A simple affair. Just a bequest to his son of twenty thousand, and 'as to the residue of my property of whatsoever kind whether realty or personalty, or partaking of the nature of either--upon trust to pay the proceeds rents annual produce dividends or interest thereof and thereon to my said grand-daughter June Forsyte or her assigns during her life to be for her sole use and benefit and without, etc... and from and after her death or decease upon trust to convey assign transfer or make over the said last-mentioned lands hereditaments premises trust moneys stocks funds investments and securities or such as shall then stand for and represent the same unto such person or persons whether one or more for such intents purposes and uses and generally in such manner way and form in all respects as the said June Forsyte notwithstanding coverture shall by her last Will and Testament or any writing or writings in the nature of a Will testament or testamentary disposition to be by her duly made signed and published direct appoint or make over give and dispose of the same And in default etc.... Provided always...' and so on, in seven folios of brief and simple phraseology.

The Will had been drawn by James in his palmy days. He had foreseen almost every contingency.

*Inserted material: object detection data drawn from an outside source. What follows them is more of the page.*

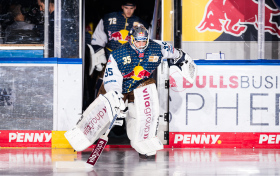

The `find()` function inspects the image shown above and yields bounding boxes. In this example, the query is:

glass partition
[0,0,43,44]
[182,0,280,60]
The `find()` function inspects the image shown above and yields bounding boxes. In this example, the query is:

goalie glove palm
[168,50,197,84]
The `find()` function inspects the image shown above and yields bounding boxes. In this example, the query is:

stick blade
[87,137,108,166]
[55,161,92,169]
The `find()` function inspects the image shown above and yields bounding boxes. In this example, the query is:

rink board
[0,59,280,149]
[169,60,280,148]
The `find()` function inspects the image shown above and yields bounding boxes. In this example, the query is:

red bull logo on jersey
[196,0,280,38]
[123,66,151,81]
[108,29,129,44]
[138,32,145,37]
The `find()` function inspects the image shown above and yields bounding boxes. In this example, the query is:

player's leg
[126,79,163,157]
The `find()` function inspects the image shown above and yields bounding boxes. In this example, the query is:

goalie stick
[87,109,118,166]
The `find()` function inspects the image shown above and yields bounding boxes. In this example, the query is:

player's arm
[155,41,197,83]
[103,54,123,93]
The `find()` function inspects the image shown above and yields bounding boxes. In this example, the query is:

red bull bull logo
[123,66,151,81]
[108,30,129,44]
[138,32,145,37]
[196,0,280,38]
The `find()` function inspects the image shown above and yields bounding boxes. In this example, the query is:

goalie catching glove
[168,49,197,84]
[64,91,125,151]
[88,44,107,75]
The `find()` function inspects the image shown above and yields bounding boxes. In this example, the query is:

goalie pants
[97,78,156,103]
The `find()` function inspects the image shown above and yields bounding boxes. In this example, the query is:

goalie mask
[129,24,149,58]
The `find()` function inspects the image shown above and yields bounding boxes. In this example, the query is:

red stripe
[165,132,280,149]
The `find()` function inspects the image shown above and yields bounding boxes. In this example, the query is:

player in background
[88,0,147,78]
[100,24,196,158]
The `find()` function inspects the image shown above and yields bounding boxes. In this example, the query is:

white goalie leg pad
[126,84,163,155]
[64,92,122,151]
[125,103,137,140]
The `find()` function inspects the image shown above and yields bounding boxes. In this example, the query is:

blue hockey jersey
[103,40,180,93]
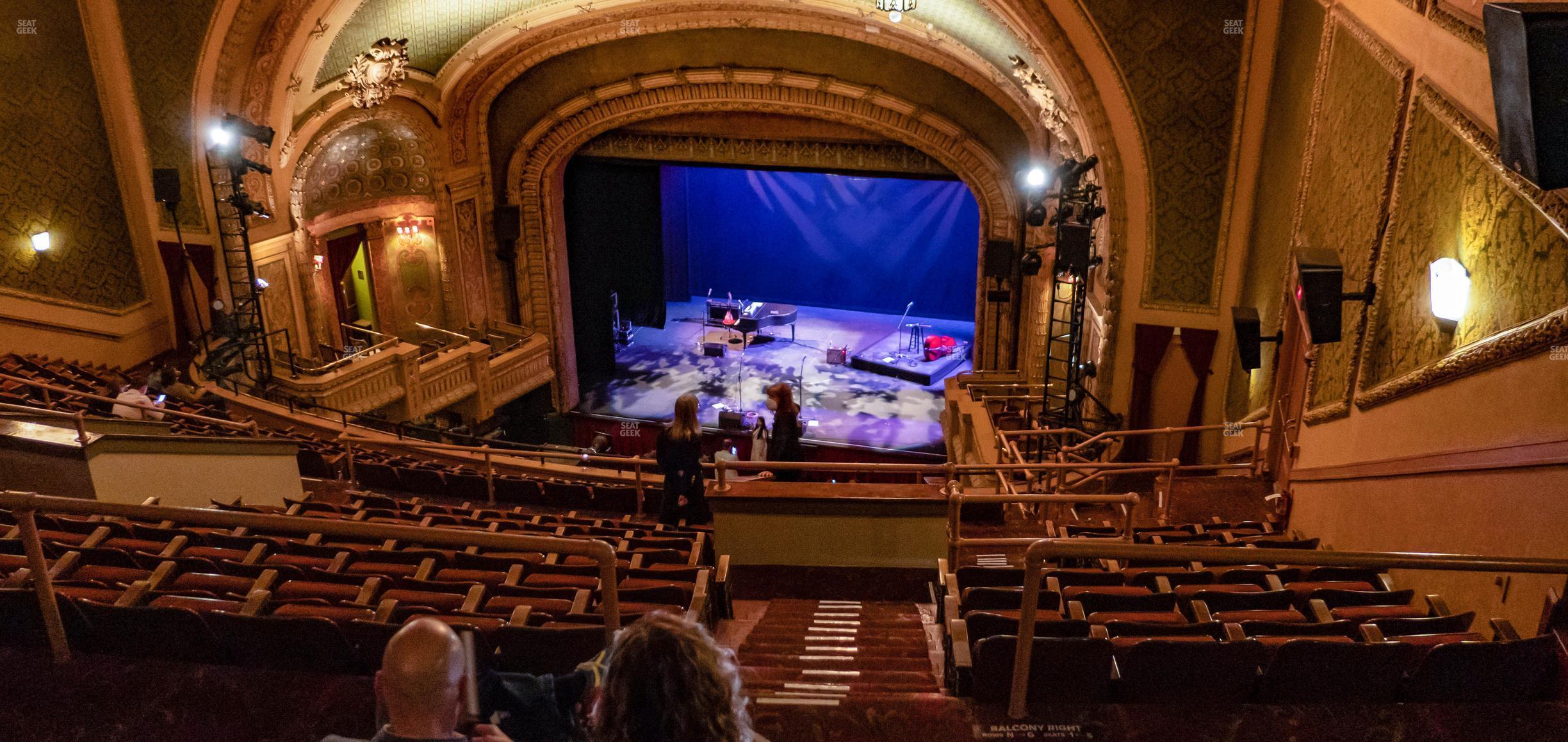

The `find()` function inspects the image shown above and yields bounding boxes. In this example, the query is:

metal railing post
[480,445,496,505]
[13,508,70,665]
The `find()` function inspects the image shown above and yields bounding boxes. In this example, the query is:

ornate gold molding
[1355,78,1568,409]
[577,132,953,177]
[1291,8,1414,425]
[1430,0,1487,52]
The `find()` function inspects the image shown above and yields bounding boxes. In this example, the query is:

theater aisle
[735,599,969,742]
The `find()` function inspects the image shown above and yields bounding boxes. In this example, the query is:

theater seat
[972,636,1112,706]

Old Jolyon sat a long time reading this Will; at last he took half a sheet of paper from the rack, and made a prolonged pencil note; then buttoning up the Will, he caused a cab to be called and drove to the offices of Paramor and Herring, in Lincoln's Inn Fields. Jack Herring was dead, but his nephew was still in the firm, and old Jolyon was closeted with him for half an hour.

He had kept the hansom, and on coming out, gave the driver the address--3, Wistaria Avenue.

He felt a strange, slow satisfaction, as though he had scored a victory over James and the man of property. They should not poke their noses into his affairs any more; he had just cancelled their trusteeships of his Will; he would take the whole of his business out of their hands, and put it into the hands of young Herring, and he would move the business of his Companies too. If that young Soames were such a man of property, he would never miss a thousand a year or so; and under his great white moustache old Jolyon grimly smiled. He felt that what he was doing was in the nature of retributive justice, richly deserved.

Slowly, surely, with the secret inner process that works the destruction of an old tree, the poison of the wounds to his happiness, his will, his pride, had corroded the comely edifice of his philosophy. Life had worn him down on one side, till, like that family of which he was the head, he had lost balance.